One of the best known examples of the hagiographic novel, this is
the tale of an Indian prince who becomes aware of the world's
miseries and is converted to Christianity by the monk Barlaam.
Barlaam and Josaphat (Ioasaph) were believed to have re-converted
India after her lapse from conversion to Christianity, and they
were numbered among the Christian saints. Centuries ago likenesses
were noticed between the life of Josaphat and the life of the
Buddha; the resemblances are in incidents, doctrine, and
philosophy, and Barlaam's rules of abstinence resemble the Buddhist
monk's. But not till the mid-nineteenth century was it recognised
that, in Josaphat, the Buddha had been venerated as a Christian
saint for about a thousand years.
The origin of the story of Barlaam and Ioasaph--which in itself
has little peculiar to Buddhism--appears to be a Manichaean tract
produced in Central Asia. It was welcomed by the Arabs and by the
Georgians. The Greek romance of Barlaam appears separately first in
the 11th century. Most of the Greek manuscripts attribute the story
to John the Monk, and it is only some later scribes who identify
this John with John Damascene (ca. 676-749).

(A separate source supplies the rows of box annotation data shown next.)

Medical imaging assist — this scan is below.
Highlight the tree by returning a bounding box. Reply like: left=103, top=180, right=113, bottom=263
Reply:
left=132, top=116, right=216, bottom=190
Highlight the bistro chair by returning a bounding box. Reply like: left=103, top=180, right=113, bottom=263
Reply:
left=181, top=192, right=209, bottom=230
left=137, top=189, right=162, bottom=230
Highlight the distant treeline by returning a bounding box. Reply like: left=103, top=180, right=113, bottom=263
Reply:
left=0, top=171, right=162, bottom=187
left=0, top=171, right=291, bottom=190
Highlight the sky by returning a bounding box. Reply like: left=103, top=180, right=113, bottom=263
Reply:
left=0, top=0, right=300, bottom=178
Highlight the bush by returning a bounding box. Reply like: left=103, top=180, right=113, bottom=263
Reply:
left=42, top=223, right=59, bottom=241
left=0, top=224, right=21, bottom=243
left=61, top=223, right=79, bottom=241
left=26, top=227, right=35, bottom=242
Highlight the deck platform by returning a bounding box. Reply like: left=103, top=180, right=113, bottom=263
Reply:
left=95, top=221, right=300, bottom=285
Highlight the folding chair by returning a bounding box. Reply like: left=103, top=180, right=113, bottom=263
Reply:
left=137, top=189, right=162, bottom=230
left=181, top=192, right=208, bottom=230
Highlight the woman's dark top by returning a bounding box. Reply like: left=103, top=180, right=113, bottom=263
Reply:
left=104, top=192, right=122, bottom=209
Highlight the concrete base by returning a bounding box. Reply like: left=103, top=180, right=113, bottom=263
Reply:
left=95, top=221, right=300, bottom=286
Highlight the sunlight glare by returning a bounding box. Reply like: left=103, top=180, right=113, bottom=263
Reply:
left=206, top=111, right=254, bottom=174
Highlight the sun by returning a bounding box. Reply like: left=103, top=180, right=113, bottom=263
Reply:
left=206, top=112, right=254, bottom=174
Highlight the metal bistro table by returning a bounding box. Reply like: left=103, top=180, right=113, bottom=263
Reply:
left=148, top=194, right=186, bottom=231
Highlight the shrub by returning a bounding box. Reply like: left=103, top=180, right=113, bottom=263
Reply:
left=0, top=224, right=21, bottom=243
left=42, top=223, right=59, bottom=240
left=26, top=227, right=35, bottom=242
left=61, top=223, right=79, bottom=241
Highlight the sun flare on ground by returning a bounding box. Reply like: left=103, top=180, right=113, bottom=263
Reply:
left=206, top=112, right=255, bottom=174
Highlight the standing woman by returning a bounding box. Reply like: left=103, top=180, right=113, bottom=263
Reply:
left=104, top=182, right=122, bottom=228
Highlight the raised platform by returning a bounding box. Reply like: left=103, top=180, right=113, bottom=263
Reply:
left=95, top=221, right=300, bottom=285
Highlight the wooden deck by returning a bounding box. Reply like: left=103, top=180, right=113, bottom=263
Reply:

There is strong
evidence in Latin and Georgian as well as Greek that it was the
Georgian Euthymius (who died in 1028) who caused the story to be
translated from Georgian into Greek, the whole being reshaped and
supplemented. The Greek romance soon spread throughout Christendom,
and was translated into Latin, Old Slavonic, Armenian, and Arabic.
An English version (from Latin) was used by Shakespeare in his
caskets scene in "The Merchant of Venice,"
David M. Lang's Introduction traces parallels between the
Buddhist andChristian legends, discusses the importance of Arabic
versions, and notes influences of the Manichaean creed.